Zulip Chat Archive
Stream: maths
Topic: should this be dec_trivial?
Kevin Buzzard (Nov 18 2018 at 15:26):
example (n : ℕ) : n > 0 → n ≤ 6 → fact n < 3 ^ n := dec_trivial -- fails
I do 6 case splits and dec_trivial
seems to be able to handle the arithmetic, but I can't do it all in one go. I sometimes run into these. How is one supposed to diagnose what has happened and fix it?
Chris Hughes (Nov 18 2018 at 15:27):
Revert n, and put n \le 6
before 0<n
Kevin Buzzard (Nov 18 2018 at 15:28):
Thanks Chris.
Kevin Buzzard (Nov 18 2018 at 15:28):
I see, so forall n : nat, n <= X -> P n
works, and I just need to ensure I'm in this format.

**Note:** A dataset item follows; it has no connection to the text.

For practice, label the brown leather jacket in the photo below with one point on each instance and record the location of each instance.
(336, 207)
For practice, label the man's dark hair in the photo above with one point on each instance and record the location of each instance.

Mario Carneiro (Nov 18 2018 at 15:58):
sigh... why the horrible case split proofs?
Mario Carneiro (Nov 18 2018 at 15:58):
you could reason it instead
Kevin Buzzard (Nov 18 2018 at 15:58):
I don't really know what you're saying
Kevin Buzzard (Nov 18 2018 at 15:59):
or even if you're talking to me
Kevin Buzzard (Nov 18 2018 at 15:59):
But my job is to solve the problems I set, in Lean
Mario Carneiro (Nov 18 2018 at 15:59):
if you had to prove that theorem by hand I am sure you wouldn't evaluate 6 factorials
Kevin Buzzard (Nov 18 2018 at 15:59):
and the problem is "for which positive integers n is n! < 3^n"
Mario Carneiro (Nov 18 2018 at 16:00):
you can prove that it's true for 5 and stop because monotonicity
Kevin Buzzard (Nov 18 2018 at 16:00):
ha ha
Kevin Buzzard (Nov 18 2018 at 16:00):
I'm not sure it's that easy
Kevin Buzzard (Nov 18 2018 at 16:00):
n! and 3^n are changing in different ways
Kevin Buzzard (Nov 18 2018 at 16:00):
and things get weird at n=3
Kevin Buzzard (Nov 18 2018 at 16:00):
I think I have to check all 6
Kevin Buzzard (Nov 18 2018 at 16:01):
dec_trivial times out for 7 :-/
Kevin Buzzard (Nov 18 2018 at 16:01):
(hence the norm_num approach, which was also troublesome -- see other thread)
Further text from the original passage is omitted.